NRL coaches will never fail to find loopholes that exist in the rule book.
They have been doing it for ever and a day, and another one has crept into the sport this weekend.
The NRL's shot clock, which was brought in a number of years ago for scrums and drop outs to minimise time wastage within the sport has proved, for the most part, a raving success.
Faster game equals more ball in play and a team not being able to take the mickey when it suits them, walking to a scrum or refusing to complete a drop out.
But it's also a well-known fact that teams do not want to defend a scrum close to their line. Scrum plays may be something of a dying breed in the NRL, but they are still dangerous when an attacking team is able to execute against limited defenders.

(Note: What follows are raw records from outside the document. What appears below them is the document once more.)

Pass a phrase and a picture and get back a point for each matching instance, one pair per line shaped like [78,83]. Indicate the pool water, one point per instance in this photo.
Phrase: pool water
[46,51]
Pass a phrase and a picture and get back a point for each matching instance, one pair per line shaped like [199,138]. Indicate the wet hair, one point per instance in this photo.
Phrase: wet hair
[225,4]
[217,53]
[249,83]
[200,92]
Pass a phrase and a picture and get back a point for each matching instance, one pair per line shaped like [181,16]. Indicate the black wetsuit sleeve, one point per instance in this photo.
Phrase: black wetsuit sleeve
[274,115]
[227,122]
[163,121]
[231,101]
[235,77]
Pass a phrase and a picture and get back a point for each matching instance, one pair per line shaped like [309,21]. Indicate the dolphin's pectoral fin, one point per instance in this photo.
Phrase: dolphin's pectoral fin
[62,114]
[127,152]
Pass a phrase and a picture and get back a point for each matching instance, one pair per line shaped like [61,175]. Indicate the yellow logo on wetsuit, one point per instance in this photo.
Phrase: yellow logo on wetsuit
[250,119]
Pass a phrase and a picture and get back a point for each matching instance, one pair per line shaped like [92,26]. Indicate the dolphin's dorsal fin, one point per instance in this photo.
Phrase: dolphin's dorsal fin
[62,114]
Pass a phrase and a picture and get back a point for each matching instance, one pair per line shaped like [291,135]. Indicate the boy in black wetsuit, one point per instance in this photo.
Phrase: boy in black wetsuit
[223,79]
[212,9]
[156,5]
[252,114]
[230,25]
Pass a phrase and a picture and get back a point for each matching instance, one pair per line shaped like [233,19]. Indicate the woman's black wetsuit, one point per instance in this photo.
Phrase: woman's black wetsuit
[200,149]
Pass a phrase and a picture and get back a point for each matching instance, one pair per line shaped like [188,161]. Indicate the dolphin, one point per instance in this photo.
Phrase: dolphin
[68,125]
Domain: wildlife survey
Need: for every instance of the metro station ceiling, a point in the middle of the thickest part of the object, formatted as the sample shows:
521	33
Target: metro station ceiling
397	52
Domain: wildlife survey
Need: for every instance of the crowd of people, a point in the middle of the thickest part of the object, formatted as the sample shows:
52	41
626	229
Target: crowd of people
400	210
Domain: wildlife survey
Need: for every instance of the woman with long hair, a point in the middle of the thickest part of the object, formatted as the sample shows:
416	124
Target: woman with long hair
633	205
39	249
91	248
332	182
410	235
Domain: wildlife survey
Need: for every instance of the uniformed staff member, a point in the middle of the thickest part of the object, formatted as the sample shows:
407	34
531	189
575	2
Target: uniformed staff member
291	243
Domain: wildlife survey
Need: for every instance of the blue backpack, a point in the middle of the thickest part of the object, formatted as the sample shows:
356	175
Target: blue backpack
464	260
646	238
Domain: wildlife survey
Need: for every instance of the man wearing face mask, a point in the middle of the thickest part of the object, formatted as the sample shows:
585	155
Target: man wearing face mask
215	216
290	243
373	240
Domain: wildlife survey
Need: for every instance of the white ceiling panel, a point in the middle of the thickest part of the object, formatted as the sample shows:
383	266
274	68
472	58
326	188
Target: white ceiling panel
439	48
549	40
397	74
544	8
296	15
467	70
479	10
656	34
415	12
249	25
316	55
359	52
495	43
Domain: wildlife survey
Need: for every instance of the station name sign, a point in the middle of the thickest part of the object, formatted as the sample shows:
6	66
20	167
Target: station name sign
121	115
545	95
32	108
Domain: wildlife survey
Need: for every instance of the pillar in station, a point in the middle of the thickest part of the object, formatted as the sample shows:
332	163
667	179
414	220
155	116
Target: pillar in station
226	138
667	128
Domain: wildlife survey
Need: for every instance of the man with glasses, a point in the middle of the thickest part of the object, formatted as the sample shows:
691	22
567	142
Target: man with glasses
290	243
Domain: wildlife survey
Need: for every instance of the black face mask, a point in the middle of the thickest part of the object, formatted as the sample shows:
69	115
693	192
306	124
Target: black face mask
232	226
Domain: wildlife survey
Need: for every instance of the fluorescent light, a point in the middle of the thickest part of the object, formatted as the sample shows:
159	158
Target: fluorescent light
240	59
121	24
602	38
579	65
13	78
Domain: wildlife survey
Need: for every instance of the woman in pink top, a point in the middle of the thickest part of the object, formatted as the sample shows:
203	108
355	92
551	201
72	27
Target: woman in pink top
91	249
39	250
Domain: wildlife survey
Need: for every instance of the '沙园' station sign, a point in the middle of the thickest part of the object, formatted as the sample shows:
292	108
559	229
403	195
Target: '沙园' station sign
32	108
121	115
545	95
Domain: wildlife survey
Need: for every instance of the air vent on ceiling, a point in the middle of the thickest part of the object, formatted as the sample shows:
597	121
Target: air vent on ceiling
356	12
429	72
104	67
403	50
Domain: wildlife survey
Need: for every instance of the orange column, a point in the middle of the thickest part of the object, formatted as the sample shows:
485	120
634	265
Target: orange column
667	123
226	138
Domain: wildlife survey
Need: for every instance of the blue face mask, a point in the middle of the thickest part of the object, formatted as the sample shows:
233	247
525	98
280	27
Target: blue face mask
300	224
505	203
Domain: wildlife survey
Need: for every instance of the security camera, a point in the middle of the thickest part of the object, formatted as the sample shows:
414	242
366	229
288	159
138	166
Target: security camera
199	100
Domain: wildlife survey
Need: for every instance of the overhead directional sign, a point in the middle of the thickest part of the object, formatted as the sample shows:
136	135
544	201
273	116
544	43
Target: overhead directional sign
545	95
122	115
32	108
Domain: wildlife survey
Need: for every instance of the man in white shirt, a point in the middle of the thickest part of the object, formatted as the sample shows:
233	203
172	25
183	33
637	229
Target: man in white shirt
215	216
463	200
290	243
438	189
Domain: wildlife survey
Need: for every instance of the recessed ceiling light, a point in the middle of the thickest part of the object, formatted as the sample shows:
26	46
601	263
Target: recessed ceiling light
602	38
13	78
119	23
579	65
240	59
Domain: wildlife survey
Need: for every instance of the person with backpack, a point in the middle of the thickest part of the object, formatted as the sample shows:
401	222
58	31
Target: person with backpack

We have seen it in some big matches over the years - that Cronulla Sharks play in the 2016 grand final stands out as an example, even though that was more or less back over the top of the scrum rather than using space on the wings.
The bottom line is, for a defensive team, especially as the game gets faster and faster, the idea of defending a scrum against being able to reset your line and defend the tryline that way - if it's an option, it's a no-brainer.
And so it has apparently dawned on both Cameron Ciraldo and Todd Payten this weekend.
Because in their games - respectively the Good Friday clash for the Bulldogs against the Rabbitohs and the Saturday afternoon shellacking of the Dragons at Kogarah - both teams employed a tactic where they stood around, waited for the shot clock to expire and gave away an intentional penalty.
It's the definition of a professional foul, and yet, under the current NRL rules, it's not viewed as one.
So the defending team doesn't get sin binned, they get to reset their line, and momentum for the attacking team is bombed back to a regular set, with no option to re-pack the scrums.
Just to scratch the head a little bit further around the current set of rules, letting the shot clock expire if the scrum is repacked is a professional foul.
But teams currently don't have the option to repack the scrum if the original penalty was for a shot clock violation.
So once you've wrapped your head around that, the clear change that is needed is that an intentional non packing of the scrum - the blatant one where seven blokes stand around and watch the countdown clock on the big screen tick to zero - needs to become a professional foul.
That or attacking teams need to be given the right to simply repack the scrum.
There are two ways the NRL can play it, and maybe an immediate sin bin creates something of an unclear imbalance in the rules - what if a team genuinely tries to pack the scrum, but can't get there for whatever reason?
It shouldn't happen in close quarters to the tryline in all fairness unless a big break has been made the previous play, but it could.
So maybe they won't go that way, but the NRL certainly have two options to play this with, and they need to do it immediately.
Not at the end of the season. Not as an end of season trial in games that don't matter.
Right now, with teams having the tactic taken out of the basket of tricks by the start of Round 6.